The first Christian movie I ever saw was called A Stranger in My Forest. I don’t know when it was made but I watched it in the 1970’s. I was attending a Baptist church that wouldn’t let its members go to the movies. But films like this one, along with Moody Science Films, were considered a righteous alternative. It was New Year’s Eve. I guess they were trying to keep us off the streets and out of the bars. The thought of watching a movie in the church felt like living on the edge. This was our vision of Baptists gone wild: sing a few hymns to organ accompaniment, watch the movie, then end the evening holding hands and singing “Blest be the Tie that Binds.” We were home by 9 pm.
The plot of Stranger in My Forest was your basic reworking of Jesus’ parable of the prodigal son. I had never heard of any of the actors and the production quality of the movie was a little lower than cheap television. If I am remembering correctly, the turning point in the story’s plot was a car accident, which was also the occasion for the film’s only moment of graphic violence. It was a zooming shot of the shattered paws of the little dog who was killed in the wreck. There was an invitation to believe in Jesus at the end of the film.

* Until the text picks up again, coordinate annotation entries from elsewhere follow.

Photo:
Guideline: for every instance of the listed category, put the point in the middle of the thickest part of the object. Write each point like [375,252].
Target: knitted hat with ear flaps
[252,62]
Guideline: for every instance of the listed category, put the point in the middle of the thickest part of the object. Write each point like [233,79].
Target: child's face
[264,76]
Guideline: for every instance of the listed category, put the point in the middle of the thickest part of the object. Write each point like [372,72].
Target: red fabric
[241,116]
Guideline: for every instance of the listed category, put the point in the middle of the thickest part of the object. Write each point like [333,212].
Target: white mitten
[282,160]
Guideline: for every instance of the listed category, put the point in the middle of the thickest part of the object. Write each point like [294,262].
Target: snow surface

The most famous Christian film of that era was A Thief in the Night, a movie about the rapture of the Church. This was before Left Behind became a cultural phenomenon. For those who don’t know, the rapture is a term that some Christians use to speak of the church’s being caught up to be with Jesus Christ in the end times. The word puzzled me in my early days as a follower of Jesus. It sounded too much like the title of a Christian romance novel. Not Baptist’s Gone Wild exactly but maybe something like Rapture in the Pews. They could have made a movie based on the book and showed it in church on New Year’s Eve.
I soon learned that most of my Baptist friends were ignoring the church’s rule about not going to the movies. I eventually broke the rule too, when the first Star Wars film came out. I can still remember hearing gasps during the opening scene when the star destroyer first comes into view. I think I actually ducked. I had never seen anything like it before. Certainly not in any Christian movie. The film’s underlying pagan philosophy didn’t bother me too much. I was mostly interested in the explosions.
Now those original Star Wars look a little like A Stranger in My Forest to me. Sort of quaint and outdated. Low production quality. Or at least, lower production quality than we usually see today. Meanwhile, the Baptists are making films for the movie theater. They often star actors whose names you actually know. I think Billy Graham started it all with The Prodigal, a film that was loosely based on Jesus’ parable of the prodigal son. Graham actually appeared in the film somewhere toward the end and gave an invitation to believe in Jesus.
The other night I rented a Christian movie from the video store. You might have seen ads for it when it was first released in theaters a few months ago. The movie had at least one major star in it. If I told you his name, you’d recognize it. The acting was pretty good. The soundtrack was full of popular songs. You really couldn’t tell a difference from any other Hollywood film, except that there was no swearing or sex in it. Also, Iron Man, Thor, and Wonder Woman did not appear in any of the scenes.
There wasn’t any graphic violence either, except for the one scene where someone breaks a plate over someone’s head. There was some implied domestic abuse. The plot was a basic reworking of the parable of the prodigal son, only Jesus was hardly mentioned in the film at all. The movie was really more about the Christian music industry and the importance of following your dreams. There was an invitation at the end to call a phone number, if you had any problems with domestic violence.
Baptists gone wild.
2 thoughts on “Baptists Gone Wild”
Love this. My first job at Moody – as a student – was for Moody Film Rental. I worked in the basement of the bookstore, shipping out films on those metal reels to churches. And in my off hours I would watch the films so I knew what to recommend. We had one old flick called Burning Hell that we kept in stock for an elderly African American city pastor who used it to light a fire under his congregation. And I also remember a very weird 1960s era Christian musical that we would play in the dorm just for chuckles. Baptists are definitely odd birds – I should know :-)!
Baptist gone wild…. or not. Raised Evangelical, try as they may, our church events left something to be desired. At BM A camp, I got off on the wrong foot with a deck of cards, shorts and no dresses. By evening of the second day, those girls had me peg’d and there was no escaping their scorn. It took years to realize their utter superficiality. What destroyed the experience wasn’t the lack of excitement compared to secular camp. It was the way they werelaying in wait, ready to pounce when I did what they deemed unacceptable. You can have the greatest message in the world lost by a presentation with self righteousness.